Efficient Multimodal Neural Networks for Trigger-less Voice Assistants
This work addresses the need for more efficient and deployable multimodal systems for voice assistants on low-power devices like smartwatches, representing an incremental improvement over existing methods.
The paper tackled the problem of trigger-less voice assistant invocation on smartwatches by proposing a neural network-based audio-gesture multimodal fusion system, which improves adaptability, scalability, and reduces human biases compared to heuristic-based methods.

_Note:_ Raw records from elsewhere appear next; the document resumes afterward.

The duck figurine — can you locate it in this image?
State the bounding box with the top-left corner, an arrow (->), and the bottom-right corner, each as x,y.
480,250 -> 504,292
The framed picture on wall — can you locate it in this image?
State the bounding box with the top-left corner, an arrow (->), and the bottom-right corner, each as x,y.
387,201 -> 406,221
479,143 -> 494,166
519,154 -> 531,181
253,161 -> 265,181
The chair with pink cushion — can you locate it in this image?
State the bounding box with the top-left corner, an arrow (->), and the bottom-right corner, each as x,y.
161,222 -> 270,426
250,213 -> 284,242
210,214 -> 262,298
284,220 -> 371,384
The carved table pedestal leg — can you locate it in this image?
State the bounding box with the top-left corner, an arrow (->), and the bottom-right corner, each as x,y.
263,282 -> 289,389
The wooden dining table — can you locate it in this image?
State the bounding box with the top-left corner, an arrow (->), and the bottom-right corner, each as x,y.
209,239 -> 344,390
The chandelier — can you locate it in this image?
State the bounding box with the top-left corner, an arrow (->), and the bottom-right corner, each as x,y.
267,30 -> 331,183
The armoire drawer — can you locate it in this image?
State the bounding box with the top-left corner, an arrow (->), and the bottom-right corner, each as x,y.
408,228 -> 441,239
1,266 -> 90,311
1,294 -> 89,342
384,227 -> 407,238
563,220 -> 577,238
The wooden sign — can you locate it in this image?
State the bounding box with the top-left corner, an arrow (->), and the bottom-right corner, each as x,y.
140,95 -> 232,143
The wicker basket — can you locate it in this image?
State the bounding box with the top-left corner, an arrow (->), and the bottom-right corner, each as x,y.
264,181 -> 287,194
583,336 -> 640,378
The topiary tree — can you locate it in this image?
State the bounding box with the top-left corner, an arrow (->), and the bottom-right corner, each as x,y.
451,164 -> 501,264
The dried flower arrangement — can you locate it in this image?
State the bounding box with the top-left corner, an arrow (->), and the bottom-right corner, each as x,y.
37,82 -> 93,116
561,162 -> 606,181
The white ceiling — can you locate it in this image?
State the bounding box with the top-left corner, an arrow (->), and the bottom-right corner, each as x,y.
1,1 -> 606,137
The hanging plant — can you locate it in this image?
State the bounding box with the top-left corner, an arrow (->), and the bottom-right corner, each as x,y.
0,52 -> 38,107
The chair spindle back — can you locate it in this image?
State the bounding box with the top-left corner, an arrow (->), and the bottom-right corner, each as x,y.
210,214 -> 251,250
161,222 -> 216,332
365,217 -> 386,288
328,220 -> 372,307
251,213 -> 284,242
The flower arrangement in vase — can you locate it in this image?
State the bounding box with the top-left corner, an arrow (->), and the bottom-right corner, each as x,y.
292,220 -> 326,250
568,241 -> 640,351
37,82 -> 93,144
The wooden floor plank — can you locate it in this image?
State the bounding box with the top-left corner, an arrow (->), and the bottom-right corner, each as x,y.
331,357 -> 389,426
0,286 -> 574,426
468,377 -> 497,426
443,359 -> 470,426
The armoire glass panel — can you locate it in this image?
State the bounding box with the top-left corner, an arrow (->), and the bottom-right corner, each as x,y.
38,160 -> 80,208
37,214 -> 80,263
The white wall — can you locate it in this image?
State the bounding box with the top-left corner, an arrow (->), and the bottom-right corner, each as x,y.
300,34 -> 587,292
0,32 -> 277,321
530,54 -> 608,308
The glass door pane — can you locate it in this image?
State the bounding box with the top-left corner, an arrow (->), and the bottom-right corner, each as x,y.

The adoption of multimodal interactions by Voice Assistants (VAs) is growing rapidly to enhance human-computer interactions. Smartwatches have now incorporated trigger-less methods of invoking VAs, such as Raise To Speak (RTS), where the user raises their watch and speaks to VAs without an explicit trigger. Current state-of-the-art RTS systems rely on heuristics and engineered Finite State Machines to fuse gesture and audio data for multimodal decision-making. However, these methods have limitations, including limited adaptability, scalability, and induced human biases. In this work, we propose a neural network based audio-gesture multimodal fusion system that (1) Better understands temporal correlation between audio and gesture data, leading to precise invocations (2) Generalizes to a wide range of environments and scenarios (3) Is lightweight and deployable on low-power devices, such as smartwatches, with quick launch times (4) Improves productivity in asset development processes.